「CS61B」Note(9) Lab13 Radix Sorts

In this lab, the task is to implement counting sort and radix sort.t. The requirements are at this link.

Counting Sort

A naive implementation naiveCountingSort()is given which can only deal with arrays of positive numbers. The task is to implement a better counting sort so that it can support negative numbers.

public class CountingSort {
/**
 * Counting sort on the given int array. Returns a sorted version of the array.
 * Does not touch original array (non-destructive method).
 * DISCLAIMER: this method does not always work, find a case where it fails
 *
 * @param arr int array that will be sorted
 * @return the sorted array
 */
public static int[] naiveCountingSort(int[] arr) {
    // find max
    int max = Integer.MIN_VALUE;
    for (int i : arr) {
        max = max > i ? max : i;
    }

    // gather all the counts for each value
    int[] counts = new int[max + 1];
    for (int i : arr) {
        counts[i]++;
    }

    // when we're dealing with ints, we can just put each value
    // count number of times into the new array
    int[] sorted = new int[arr.length];
    int k = 0;
    for (int i = 0; i < counts.length; i += 1) {
        for (int j = 0; j < counts[i]; j += 1, k += 1) {
            sorted[k] = i;
        }
    }

    // however, below is a more proper, generalized implementation of
    // counting sort that uses start position calculation
    int[] starts = new int[max + 1];
    int pos = 0;
    for (int i = 0; i < starts.length; i += 1) {
        starts[i] = pos;
        pos += counts[i];
    }

    int[] sorted2 = new int[arr.length];
    for (int i = 0; i < arr.length; i += 1) {
        int item = arr[i];
        int place = starts[item];
        sorted2[place] = item;
        starts[item] += 1;
    }

    // return the sorted array
    return sorted;
}

I thought I cut a short path here because at first, I just add the min negative number to the array to make every number positive and put it to the naive “sorter”. It works in most situations, but will cut down the length of negative array it can handle. So it won’t pass the Autograder.

/**
 * Counting sort on the given int array, must work even with negative numbers.
 * Note, this code does not need to work for ranges of numbers greater
 * than 2 billion.
 * Does not touch original array (non-destructive method).
 *
 * @param arr int array that will be sorted
 */
public static int[] betterCountingSort(int[] arr) {
    // TODO make counting sort work with arrays containing negative numbers.
    // find min negative
    int minNegative = 0;
    for (int i : arr) {
        if (i < 0) {
            minNegative = Math.max(minNegative, Math.abs(i));
        }
    }
    minNegative = -minNegative;

    // add min negative to the array to make every number positive
    int[] arrCopy = new int[arr.length];
    for (int i = 0; i < arr.length; i++) {
        arrCopy[i] = arr[i] - minNegative;
    }

    arrCopy = naiveCountingSort(arrCopy);

    // recover the sorted array by adding min negative
    for (int i = 0; i < arr.length; i++) {
        arrCopy[i] = arrCopy[i] + minNegative;
    }
    return arrCopy;
}

LSD Radix Sort

In this part of lab the task is to write an implementation of radix sort for ASCII Strings.
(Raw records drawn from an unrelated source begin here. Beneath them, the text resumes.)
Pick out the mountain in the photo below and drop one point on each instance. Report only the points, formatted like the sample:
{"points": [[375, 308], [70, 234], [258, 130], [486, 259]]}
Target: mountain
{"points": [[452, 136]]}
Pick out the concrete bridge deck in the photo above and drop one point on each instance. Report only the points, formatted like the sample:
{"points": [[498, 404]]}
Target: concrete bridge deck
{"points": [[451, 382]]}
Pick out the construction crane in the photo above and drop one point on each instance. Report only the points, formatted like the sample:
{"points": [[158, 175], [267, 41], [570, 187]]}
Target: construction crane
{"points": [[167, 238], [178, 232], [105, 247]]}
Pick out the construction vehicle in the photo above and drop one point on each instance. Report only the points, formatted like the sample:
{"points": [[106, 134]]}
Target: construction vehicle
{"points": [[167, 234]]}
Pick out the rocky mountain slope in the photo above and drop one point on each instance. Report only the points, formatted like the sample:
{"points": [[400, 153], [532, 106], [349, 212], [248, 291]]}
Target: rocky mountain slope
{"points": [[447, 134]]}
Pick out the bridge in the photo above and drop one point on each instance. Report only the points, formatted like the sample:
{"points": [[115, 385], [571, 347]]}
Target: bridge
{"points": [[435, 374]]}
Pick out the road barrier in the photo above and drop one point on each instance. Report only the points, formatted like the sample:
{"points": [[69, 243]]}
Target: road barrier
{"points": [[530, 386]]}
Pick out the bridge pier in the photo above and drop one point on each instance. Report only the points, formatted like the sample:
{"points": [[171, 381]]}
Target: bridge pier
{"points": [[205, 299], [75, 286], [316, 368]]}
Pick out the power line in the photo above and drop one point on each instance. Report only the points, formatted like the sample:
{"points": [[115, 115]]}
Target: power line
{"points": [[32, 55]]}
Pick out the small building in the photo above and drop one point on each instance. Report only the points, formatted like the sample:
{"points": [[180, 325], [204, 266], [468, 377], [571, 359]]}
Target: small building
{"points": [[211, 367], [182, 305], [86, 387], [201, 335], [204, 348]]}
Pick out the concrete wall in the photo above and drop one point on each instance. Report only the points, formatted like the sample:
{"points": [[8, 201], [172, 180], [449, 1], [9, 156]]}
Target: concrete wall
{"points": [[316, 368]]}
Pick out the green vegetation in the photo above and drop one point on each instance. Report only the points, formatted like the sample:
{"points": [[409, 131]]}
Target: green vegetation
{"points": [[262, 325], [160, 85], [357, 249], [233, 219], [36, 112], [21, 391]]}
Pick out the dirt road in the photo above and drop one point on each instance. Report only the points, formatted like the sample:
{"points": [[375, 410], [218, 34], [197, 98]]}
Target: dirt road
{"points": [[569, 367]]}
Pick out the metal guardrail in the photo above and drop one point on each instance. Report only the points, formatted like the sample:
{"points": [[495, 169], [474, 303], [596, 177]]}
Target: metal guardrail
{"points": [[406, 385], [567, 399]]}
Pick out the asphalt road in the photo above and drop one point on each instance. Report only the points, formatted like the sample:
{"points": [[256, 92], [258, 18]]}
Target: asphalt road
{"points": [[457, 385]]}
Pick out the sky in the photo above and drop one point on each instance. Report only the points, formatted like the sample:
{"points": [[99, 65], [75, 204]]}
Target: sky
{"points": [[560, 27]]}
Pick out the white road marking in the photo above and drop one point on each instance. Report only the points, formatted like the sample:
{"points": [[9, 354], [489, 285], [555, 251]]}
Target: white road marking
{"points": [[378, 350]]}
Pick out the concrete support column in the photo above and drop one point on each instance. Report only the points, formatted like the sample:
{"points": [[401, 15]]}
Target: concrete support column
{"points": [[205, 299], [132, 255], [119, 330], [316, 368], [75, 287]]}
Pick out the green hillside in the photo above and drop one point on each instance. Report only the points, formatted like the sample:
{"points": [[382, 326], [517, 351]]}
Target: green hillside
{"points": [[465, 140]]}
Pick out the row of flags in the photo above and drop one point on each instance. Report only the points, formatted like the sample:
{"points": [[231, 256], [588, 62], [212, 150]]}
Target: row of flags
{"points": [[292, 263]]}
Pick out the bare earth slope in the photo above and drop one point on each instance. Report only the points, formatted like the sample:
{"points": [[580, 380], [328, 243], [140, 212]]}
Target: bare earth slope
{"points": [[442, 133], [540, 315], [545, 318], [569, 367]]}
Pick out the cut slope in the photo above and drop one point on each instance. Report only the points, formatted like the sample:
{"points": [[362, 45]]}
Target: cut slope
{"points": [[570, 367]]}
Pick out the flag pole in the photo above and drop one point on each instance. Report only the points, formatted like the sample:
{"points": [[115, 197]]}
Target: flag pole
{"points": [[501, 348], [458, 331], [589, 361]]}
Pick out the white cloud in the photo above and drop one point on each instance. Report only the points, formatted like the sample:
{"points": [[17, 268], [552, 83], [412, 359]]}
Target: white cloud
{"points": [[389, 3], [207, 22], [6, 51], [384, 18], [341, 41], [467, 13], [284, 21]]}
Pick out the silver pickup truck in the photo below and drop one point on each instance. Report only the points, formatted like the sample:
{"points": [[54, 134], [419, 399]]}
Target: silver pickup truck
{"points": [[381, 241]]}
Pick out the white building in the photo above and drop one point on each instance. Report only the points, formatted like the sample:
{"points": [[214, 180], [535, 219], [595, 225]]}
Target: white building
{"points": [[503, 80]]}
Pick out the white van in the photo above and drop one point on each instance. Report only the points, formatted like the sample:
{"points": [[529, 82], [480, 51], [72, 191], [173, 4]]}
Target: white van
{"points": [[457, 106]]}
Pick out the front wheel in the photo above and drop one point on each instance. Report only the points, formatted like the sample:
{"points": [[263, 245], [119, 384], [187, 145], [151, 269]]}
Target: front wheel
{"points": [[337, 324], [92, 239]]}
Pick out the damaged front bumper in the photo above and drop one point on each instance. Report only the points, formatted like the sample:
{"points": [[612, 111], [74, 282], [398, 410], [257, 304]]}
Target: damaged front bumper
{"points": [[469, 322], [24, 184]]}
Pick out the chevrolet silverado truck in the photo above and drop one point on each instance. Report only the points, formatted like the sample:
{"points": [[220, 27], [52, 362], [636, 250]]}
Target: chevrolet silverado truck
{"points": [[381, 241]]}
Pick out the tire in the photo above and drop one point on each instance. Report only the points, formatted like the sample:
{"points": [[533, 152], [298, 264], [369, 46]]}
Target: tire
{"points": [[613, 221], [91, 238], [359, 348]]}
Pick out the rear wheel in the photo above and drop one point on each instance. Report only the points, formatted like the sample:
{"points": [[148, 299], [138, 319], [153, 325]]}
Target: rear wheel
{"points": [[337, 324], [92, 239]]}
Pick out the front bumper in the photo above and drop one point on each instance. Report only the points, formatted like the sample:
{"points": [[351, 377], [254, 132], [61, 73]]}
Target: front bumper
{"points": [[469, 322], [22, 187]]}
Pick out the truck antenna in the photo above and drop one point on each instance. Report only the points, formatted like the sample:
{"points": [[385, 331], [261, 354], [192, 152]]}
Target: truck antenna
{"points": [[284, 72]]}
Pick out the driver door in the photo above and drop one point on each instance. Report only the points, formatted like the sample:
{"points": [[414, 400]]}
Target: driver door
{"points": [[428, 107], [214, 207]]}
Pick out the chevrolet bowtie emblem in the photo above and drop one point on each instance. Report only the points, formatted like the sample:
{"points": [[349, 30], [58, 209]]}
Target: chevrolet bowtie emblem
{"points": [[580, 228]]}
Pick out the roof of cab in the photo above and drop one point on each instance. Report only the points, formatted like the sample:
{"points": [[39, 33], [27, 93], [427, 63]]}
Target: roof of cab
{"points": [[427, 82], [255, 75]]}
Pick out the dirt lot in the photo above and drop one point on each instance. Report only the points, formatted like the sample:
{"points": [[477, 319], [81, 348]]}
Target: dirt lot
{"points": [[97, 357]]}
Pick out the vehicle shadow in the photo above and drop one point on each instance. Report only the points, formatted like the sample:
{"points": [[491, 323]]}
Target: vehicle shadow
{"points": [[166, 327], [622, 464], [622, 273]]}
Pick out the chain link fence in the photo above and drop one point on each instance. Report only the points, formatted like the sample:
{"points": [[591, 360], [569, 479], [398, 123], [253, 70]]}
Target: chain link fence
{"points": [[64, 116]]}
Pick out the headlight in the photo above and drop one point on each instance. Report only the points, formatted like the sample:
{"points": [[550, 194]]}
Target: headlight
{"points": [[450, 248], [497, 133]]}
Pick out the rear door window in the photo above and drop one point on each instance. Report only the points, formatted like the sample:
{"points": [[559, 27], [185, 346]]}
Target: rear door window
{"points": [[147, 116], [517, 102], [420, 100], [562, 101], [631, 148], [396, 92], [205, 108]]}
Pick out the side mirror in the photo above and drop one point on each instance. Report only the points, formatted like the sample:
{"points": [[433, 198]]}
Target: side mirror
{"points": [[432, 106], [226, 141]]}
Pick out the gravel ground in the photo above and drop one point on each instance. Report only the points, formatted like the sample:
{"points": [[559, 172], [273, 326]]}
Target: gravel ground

Normally, if we just had decimal numbers, we would say that we would have a radix of 10 (R = 10) since there are 10 possible digits at each index, [0, 1, 2, 3, 4, 5, 6, 7, 8, 9]. ASCII Strings have 256 possible characters (numbered 0-255 with the radix R = 256) and are of variable length. Implement the radix sort as an LSD (least significant digit) sort that returns a sorted copy of the input list of ASCII Strings.

/**
 * Does LSD radix sort on the passed in array with the following restrictions:
 * The array can only have ASCII Strings (sequence of 1 byte characters)
 * The sorting is stable and non-destructive
 * The Strings can be variable length (all Strings are not constrained to 1 length)
 *
 * @param asciis String[] that needs to be sorted
 *
 * @return String[] the sorted array
 */
private static int maxLength = Integer.MIN_VALUE;
public static String[] sort(String[] asciis) {
    // TODO: Implement LSD Sort
    // make a copy of the original asciis to keep non-destructive
    String[] arrCopy = new String[asciis.length];
    System.arraycopy(asciis, 0, arrCopy, 0, asciis.length);

    // find the max length of all strings in the asciis
    for (String ascii : asciis) {
        maxLength = Math.max(ascii.length(), maxLength);
    }

    for (int d = 0; d < maxLength; d++) {
        sortHelperLSD(arrCopy, maxLength - d - 1);
    }
    return arrCopy;
}

/**
 * LSD helper method that performs a destructive counting sort the array of
 * Strings based off characters at a specific index.
 * @param asciis Input array of Strings
 * @param index The position to sort the Strings on.
 */
private static void sortHelperLSD(String[] asciis, int index) {
    // Optional LSD helper method for required LSD radix sort
    // make a new asciis in which pad every shorter strings with '_'
    String[] asciisPadded = new String[asciis.length];
    for (int i = 0; i < asciis.length; i += 1) {
        if (asciis[i].length() < maxLength) {
            asciisPadded[i] = pad(asciis[i], maxLength - asciis[i].length());
        } else {
            asciisPadded[i] = asciis[i];
        }
    }

    // gather all the counts for each value
    int[] counts = new int[256];
    for (String i : asciisPadded) {
        counts[i.charAt(index)]++;
    }

    // calculate start position
    int[] starts = new int[256];
    int pos = 0;
    for (int i = 0; i < starts.length; i += 1) {
        starts[i] = pos;
        pos += counts[i];
    }

    String[] sorted = new String[asciis.length];
    for (int i = 0; i < asciis.length; i += 1) {
        String item = asciisPadded[i];
        int place = starts[item.charAt(index)];
        sorted[place] = asciis[i];  // remember to use the original asciis without '_'
        starts[item.charAt(index)] += 1;
    }
    System.arraycopy(sorted, 0, asciis, 0, sorted.length);
}

/**
 * pad the string s with '_' at the back end,
 * for example pad("2", 2) will return "2__"
 * @param s the string to be padded
 * @param numberOfPad the number of '_'
 * @return padded string
 */
private static String pad(String s, int numberOfPad) {
    for (int i = 0; i < numberOfPad; i++) {
        s += '_';
    }
    return s;
}

But I misunderstood a sentence from the document, which said “2” is after “100” so “2” is considered equivalently as “2__”, where “_” is a placeholder that comes before any other character. So I thought ‘_’ is the char that has the smallest ascii code, but it’s not. 😅😅😅

Fix

Fix betterCountingSort(), just let the radix R = max - min + 1.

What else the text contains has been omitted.